Délits d’Opinion : L’Europe suscite en France un scepticisme important, souligné par les taux d’abstention importants aux élections européennes de 1999 et 2004 et stigmatisé par le rejet du traité constitutionnel par référendum en 2005. Est-ce dans le contexte actuel (crise économique, présidence française de l’UE) le moment de réconcilier les Français avec l’idée européenne ?

Damien Abad : Depuis trente ans, le taux d’abstention n’a cessé d’augmenter à chaque scrutin européen et il est à craindre que moins d’un électeur sur deux se déplacera le 7 juin 2009. Mais on ne peut pas d’un côté se lamenter sur le taux de participation aux élections européennes qui décline à chaque scrutin depuis 30 ans, sur leur nationalisation, et de l’autre se satisfaire de l’idée que, quels que soient les résultats des élections, la politique menée à Bruxelles sera toujours la même. L’Europe est malade de son consensus ; elle a besoin de clivage politique.
Il faut qu’à travers le suffrage des citoyens européens émerge, d’une façon ou d’une autre, une majorité ayant clairement un mandat pour infléchir la politique européenne en fonction de ce que veulent les Européens et non pas en fonction de ce que veulent la Commission et les Etats Membres.

 

Délits d’Opinion : La crise n’a, pour le moment, pas été aussi violente sur le vieux continent qu’on aurait pu le penser et cela grâce au travail collectif de l’Union Européenne. Malgré cela, les individus ont du mal à identifier ce que fait l’Europe au quotidien. Comment renforcer les liens directs qui existent entre les citoyens européens et l’UE ?

Damien Abad : Pour la première fois depuis bien longtemps, et ce grâce au volontarisme de la Présidence Française, l’Europe est davantage apparue comme une solution qu’un problème, un bouclier anti-crise unique et non un « machin » libéral impuissant.

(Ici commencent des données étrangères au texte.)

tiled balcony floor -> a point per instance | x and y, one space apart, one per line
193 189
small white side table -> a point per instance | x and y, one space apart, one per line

Chacun d’entre nous a pu constater que l’Europe est utile et nécessaire quand elle réagit à des crises, quand elle agit et quand elle protège. Il nous faut désormais construire une Europe plus démocratique et plus proche des citoyens, avec par exemple des SPOT TV sur les canaux nationaux (France Télévision) après 20 heures (depuis la suppression de la publicité), pour informer des décisions débattues au sein du Parlement Européen.

Mais pour réconcilier les citoyens européens avec l’Union Européenne, il faudra privilégier l’Europe des projets. La campagne que je conduirai se fera sur des actions concrètes, telles que le climat, l’énergie ou l’emploi, qui répondent aux attentes des français dans leur vie quotidienne.